In the middle of Lake Superior, near the boundary between Canadian and US waters, sits the Superior Shoal, a mountain that’s completely underwater.
The shoal is about 4 square miles of volcanic rock that rises up from the bottom of the lake to a height nearly three times that of the Statue of Liberty. Its peak wrests about 30 feet below the surface.
Now, filmmakers and researchers are exploring it with underwater drones. They want to see if it’s a hotbed for aquatic life that could offer a refuge for species facing obstacles elsewhere in the Great Lakes.
“This is an area that has very, very rarely been explored on camera,” said Zach Melnick, a cofounder of Inspired Planet Productions, which he runs with his business partner and wife, Yvonne Drebert.

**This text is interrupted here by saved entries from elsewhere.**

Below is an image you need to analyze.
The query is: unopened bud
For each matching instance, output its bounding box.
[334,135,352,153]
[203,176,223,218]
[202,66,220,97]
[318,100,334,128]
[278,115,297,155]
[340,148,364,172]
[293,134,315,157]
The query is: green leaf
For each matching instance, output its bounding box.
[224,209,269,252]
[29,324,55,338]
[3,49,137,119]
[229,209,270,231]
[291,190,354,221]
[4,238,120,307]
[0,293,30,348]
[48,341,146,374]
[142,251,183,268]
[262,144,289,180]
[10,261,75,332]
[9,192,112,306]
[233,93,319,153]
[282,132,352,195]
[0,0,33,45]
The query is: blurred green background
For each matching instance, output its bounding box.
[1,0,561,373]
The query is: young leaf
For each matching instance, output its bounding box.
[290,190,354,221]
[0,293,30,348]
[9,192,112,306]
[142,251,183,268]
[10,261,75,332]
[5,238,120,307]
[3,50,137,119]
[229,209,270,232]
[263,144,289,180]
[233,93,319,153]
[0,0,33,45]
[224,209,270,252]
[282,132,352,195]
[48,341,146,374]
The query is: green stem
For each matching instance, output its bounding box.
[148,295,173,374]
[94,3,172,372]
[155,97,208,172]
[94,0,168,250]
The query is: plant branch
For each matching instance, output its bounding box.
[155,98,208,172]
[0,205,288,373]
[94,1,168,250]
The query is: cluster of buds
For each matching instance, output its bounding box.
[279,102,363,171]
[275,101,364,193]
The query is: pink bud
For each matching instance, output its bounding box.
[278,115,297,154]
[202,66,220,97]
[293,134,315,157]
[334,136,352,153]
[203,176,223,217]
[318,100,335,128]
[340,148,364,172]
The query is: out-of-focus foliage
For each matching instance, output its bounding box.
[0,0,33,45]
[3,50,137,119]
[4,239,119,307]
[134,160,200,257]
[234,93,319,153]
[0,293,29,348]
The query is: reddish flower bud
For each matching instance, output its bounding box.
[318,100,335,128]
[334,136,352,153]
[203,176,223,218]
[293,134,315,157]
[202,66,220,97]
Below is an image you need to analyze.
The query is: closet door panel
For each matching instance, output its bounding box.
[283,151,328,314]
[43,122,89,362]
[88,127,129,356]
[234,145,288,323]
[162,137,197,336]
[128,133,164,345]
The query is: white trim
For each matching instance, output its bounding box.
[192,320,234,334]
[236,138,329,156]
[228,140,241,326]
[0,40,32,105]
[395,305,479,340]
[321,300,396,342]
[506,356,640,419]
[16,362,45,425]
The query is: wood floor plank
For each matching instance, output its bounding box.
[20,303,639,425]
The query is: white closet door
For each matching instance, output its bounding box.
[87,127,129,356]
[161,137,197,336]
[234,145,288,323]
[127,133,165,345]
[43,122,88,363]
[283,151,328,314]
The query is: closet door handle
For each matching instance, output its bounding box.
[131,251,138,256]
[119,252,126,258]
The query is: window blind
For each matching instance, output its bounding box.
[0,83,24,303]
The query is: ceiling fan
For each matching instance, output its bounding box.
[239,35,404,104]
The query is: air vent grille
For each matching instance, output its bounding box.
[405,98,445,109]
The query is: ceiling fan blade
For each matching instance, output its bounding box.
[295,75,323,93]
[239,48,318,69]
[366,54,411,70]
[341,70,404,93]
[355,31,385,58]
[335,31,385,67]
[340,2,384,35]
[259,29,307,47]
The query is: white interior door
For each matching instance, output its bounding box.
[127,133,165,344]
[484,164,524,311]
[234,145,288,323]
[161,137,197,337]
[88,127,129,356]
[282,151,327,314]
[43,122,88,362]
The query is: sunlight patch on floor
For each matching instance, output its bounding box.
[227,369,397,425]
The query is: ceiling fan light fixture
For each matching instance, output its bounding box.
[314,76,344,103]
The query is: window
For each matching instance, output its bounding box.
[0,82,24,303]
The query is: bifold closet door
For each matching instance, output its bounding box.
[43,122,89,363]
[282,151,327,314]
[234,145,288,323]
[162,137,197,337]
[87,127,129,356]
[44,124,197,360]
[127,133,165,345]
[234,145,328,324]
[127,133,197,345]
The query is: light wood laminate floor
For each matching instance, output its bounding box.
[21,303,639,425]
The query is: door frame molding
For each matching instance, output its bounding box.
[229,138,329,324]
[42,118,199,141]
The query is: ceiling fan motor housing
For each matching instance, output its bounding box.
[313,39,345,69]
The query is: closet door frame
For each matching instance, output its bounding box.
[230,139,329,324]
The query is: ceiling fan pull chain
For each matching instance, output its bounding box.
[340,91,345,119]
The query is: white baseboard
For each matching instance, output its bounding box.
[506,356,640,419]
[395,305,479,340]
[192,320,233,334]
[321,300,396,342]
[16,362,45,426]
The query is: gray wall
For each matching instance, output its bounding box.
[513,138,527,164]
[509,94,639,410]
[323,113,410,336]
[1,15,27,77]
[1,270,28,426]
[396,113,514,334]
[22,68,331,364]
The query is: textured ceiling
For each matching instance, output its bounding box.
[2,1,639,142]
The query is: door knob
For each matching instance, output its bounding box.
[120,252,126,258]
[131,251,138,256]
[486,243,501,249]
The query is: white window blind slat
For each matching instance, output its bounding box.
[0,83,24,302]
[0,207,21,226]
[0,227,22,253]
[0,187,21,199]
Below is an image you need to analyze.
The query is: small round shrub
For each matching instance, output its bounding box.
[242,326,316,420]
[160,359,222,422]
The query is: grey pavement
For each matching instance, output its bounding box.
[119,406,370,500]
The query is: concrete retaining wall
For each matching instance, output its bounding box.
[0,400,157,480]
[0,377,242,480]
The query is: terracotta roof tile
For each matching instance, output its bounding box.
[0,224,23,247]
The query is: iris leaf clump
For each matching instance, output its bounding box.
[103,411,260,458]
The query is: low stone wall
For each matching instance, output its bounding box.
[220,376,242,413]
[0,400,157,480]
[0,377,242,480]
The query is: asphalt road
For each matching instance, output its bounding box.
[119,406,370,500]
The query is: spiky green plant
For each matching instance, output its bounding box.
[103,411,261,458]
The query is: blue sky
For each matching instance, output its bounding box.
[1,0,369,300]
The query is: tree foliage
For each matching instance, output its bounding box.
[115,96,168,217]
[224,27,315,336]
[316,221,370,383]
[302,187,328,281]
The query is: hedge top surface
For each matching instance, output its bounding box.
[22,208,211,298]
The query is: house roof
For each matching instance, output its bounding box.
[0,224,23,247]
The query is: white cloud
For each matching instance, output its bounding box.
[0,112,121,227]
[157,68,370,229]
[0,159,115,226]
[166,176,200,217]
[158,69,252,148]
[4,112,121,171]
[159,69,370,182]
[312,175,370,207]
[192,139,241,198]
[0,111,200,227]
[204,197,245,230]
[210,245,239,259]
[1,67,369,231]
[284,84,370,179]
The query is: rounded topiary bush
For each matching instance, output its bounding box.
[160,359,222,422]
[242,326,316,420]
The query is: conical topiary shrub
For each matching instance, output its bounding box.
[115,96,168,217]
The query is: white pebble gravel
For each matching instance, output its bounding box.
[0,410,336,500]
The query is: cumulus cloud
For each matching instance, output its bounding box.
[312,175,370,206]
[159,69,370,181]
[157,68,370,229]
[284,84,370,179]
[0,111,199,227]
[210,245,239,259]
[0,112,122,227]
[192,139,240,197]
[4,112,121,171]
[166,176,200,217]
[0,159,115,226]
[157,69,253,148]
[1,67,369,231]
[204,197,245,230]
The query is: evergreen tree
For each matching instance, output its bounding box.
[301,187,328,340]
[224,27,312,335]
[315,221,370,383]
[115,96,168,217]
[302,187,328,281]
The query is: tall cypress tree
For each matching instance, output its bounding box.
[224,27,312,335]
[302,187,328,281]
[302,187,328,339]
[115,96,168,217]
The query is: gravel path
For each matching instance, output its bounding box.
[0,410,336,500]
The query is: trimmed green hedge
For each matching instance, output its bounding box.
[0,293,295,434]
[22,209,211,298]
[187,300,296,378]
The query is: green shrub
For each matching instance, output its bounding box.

It’s not the only underwater incline in the Great Lakes. Others include Stannard Rock, a reef in Lake Superior north of Marquette; a knoll outside Tobermory, Ontario in Lake Huron; and Midlake Reef in Lake Michigan, between Muskegon and Milwaukee. And it’s not the only “Superior Shoal.” There’s another located in the St. Lawrence River off the shore of New York.
But Drebert and Melnick believe the Superior Shoal in Lake Michigan is the largest known underwater mountain in fresh water.
Documenting aquatic life with a swimming robot
The filmmakers had been curious about lake protrusions after exploring one that appeared to be an outlier of aquatic life while filming their series and related documentary, “ All Too Clear: Beneath the Surface of the Great Lakes.” Those works dive deep into how invasive mussels in the Great Lakes are gobbling up essential nutrients and devastating organisms, from plankton to whitefish.
When a researcher they’d worked with in the past, Michael Rennie, got a grant to explore the Superior Shoal, they “sort of begged him,” Melnick said, to let them come along.
Rennie is an associate professor at Lakehead University and a research fellow at the International Institute for Sustainable Development-Experimental Lakes Area. Now, with the help of the filmmakers’ cameras, he’s looking into whether the Superior Shoal might be a hotspot for life, which he said is often the case for similar seamounts found in the ocean.
What they’re essentially studying, Rennie said, is “how the physics of having this giant mountain in a bunch of water that’s swirling around all the time interacts with things like nutrients, and with the growth of algae, to promote the abundance of fish that we seem to be seeing out there.”
Melnick and Drebert are operating special cinema-grade cameras to monitor aquatic life like zooplankton, algae and fish. The drone they use is called a Boxfish Luna and it can go around 1,600 feet deep, about the length of five football fields.
“Think of aerial drones, take all that cool technology, and put it in a robot that you’re shoving underwater,” Drebert said. “But our drone is a little bit special because it can swim in any direction, just like a fish.”
Usually, it takes a little while for fish to get used to the swimming drone, Melnick said, but fish near the Superior Shoal seemed to be curious.
“The trout out there were ultra amenable to being on camera,” he said.
At one point, while the team was livestreaming video, they tried to measure fish with two laser points. The fish chased the glowing red dots the same way cats do.
They also saw hydra, which are kind of like freshwater anemones, attached to rocks, giving the effect of a garden.
“They are little tiny aquatic animals that wave in the wind,” said Drebert. “They use their little hairy tentacles to pull food, like little zooplankton and critters, out of the water.”
Rennie said the data collected on the recent trip has not been fully analyzed yet. But, if research shows that the Superior Shoal is a magnet for aquatic life, then maybe it and places like it could serve as refuges for near-shore populations dealing with environmental or human-caused problems.
“And, if that’s the case, then I think we’ve got really good arguments to be made for maybe we should think about affording these regions a higher conservation status,” Rennie said.
Melnick and Drebert are planning to use footage taken from the Superior Shoal in a documentary they’re developing about lakemounts as well as a wildlife docuseries they’re working on.